Seni koyardım yüreğime
Taşıyamazdı tek bir makamı
Gözyaşı olup akardı sevdaya
Adını anardım önce
Sonra ,
Sonra boşver derdim
hazin bir sonu görmüşçesine


Ama severdim bu nahoş hüznü
Özlemeyi severdim
Her bestede seni hatırlamayı
Sevdayı tatmayı severdim
Her kadehte ama her kadehte
Gitme diye bu yürekten
Derdimi gönlüme şehr eylerdim
Acılar deklensin diye
Ben, seni değil
Sensizliği severdim.
Gitmesin diye sensizlik
İşte tam bu sebepten
Sevdamı sana yeğlerdim

Kadehimi yeniden sensizlikle doldurup
Sensizliği inciten ritimleri yeniden dinlerdim
Nedensiz yaşamayı öğrenirdim
Bir haber beklerdim, belki bir ses
Farketmez bana gözyaşlarımın sebebi
Senden gelen senli bir şey olsun dilerdim
O an vazgeçerdim tüm nedenlerimden
Sonra,
Sonra bir kabus gibi hatırlar
Susardım
Bir cigara daha sarardım
İşte tam bu sebepten
Her yudumda yokluğunda yanardım…

17 Aralık 2010 Cuma

Aşkın İki Cevabı

Bir belkiyi beklercesine bakıyordum gözlerine.
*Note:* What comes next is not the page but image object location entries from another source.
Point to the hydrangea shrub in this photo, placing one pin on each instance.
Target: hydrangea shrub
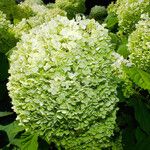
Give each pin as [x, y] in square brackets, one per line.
[98, 12]
[25, 25]
[72, 7]
[62, 84]
[129, 12]
[14, 12]
[139, 44]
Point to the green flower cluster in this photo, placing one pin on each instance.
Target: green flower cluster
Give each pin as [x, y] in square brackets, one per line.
[129, 12]
[62, 84]
[25, 25]
[72, 7]
[7, 39]
[14, 12]
[139, 44]
[98, 12]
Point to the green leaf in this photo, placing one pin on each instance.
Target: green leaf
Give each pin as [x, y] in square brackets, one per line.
[3, 67]
[140, 77]
[140, 135]
[142, 115]
[143, 144]
[27, 141]
[111, 20]
[122, 50]
[3, 114]
[11, 129]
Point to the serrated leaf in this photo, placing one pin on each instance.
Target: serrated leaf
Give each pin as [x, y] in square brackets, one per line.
[3, 114]
[11, 129]
[140, 77]
[140, 135]
[27, 141]
[111, 20]
[3, 67]
[142, 115]
[143, 144]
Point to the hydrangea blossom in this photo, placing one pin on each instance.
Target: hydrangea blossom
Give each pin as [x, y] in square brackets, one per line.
[7, 39]
[139, 44]
[14, 12]
[27, 24]
[129, 12]
[72, 7]
[98, 12]
[62, 84]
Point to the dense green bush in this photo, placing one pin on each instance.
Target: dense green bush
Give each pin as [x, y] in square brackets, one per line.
[64, 88]
[74, 84]
[72, 7]
[7, 39]
[139, 44]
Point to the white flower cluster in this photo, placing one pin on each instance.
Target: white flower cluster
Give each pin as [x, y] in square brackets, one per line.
[62, 85]
[129, 12]
[139, 44]
[26, 24]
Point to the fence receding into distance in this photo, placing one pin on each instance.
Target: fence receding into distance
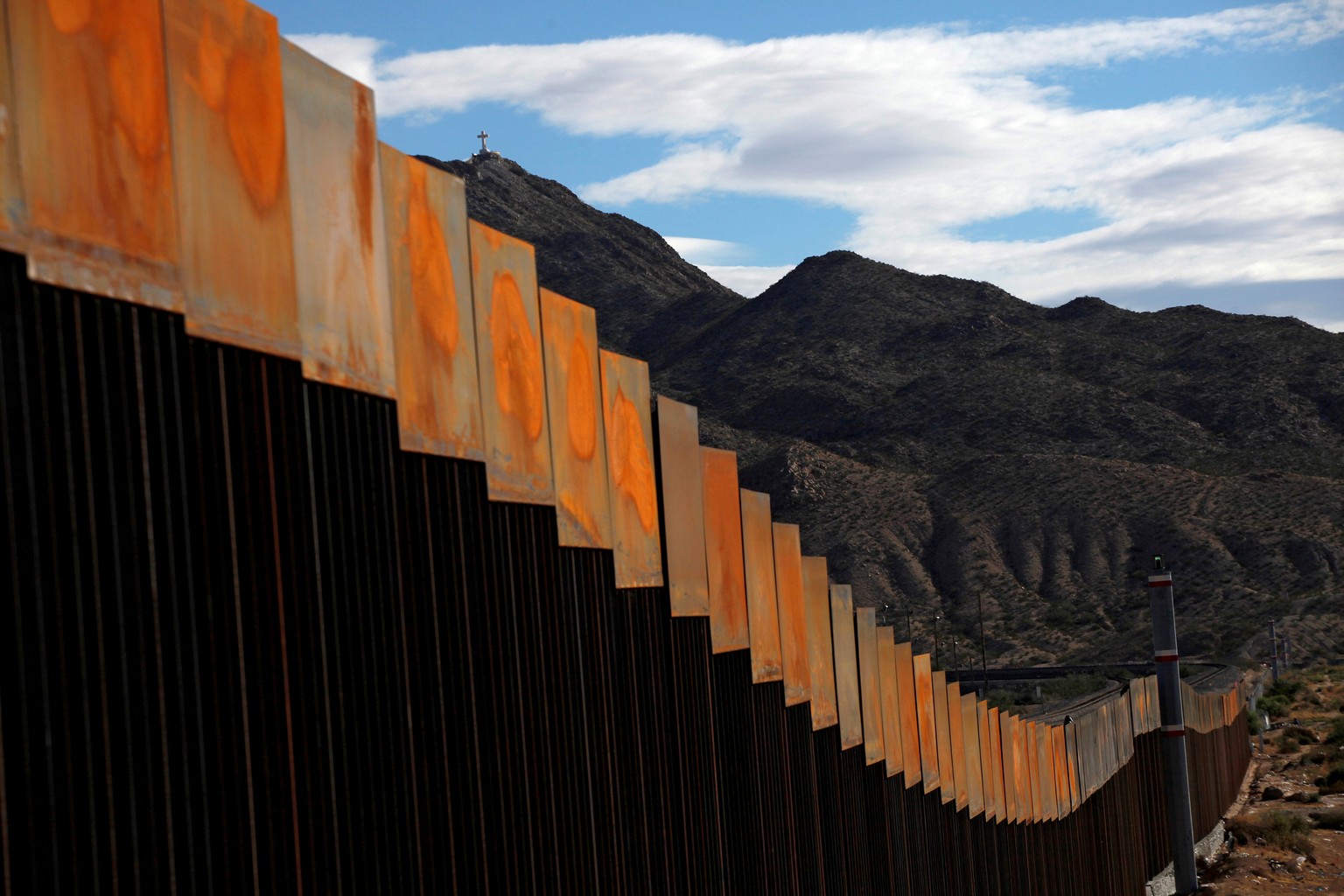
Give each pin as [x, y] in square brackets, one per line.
[341, 559]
Ama biliyordum, bu aşk kaldıramazdı bilinmezleri. İki şık vardı; ya sonsuza dek kaybolmaktı gözlerinde ya da çekip gitmekti en derin uykulardan. Ya evet demeliydi sonsuzluğa ya da hayıra hapsetmeliydi ruhumu, kabuslara.. Ya seninle olmaktı ya da sensizliğe koşmaktı. Ama bu aşk daha fazla kaldıramazdı belkiyi. Söylenmeliydi söylenmemiş ne varsa. Ve belkilere tutsak sevgili, öğrenmeliydi sonsuza dek sürecek cevabın senle ya da sensiz olacağını. Ama tüm mesele şuydu; aşkın söylenmemiş cümleleri nasıl söylemesi gerektiğini bilmemesi... çünkü her kelime, bu sevda kadar ağır bir yükün habercisidir.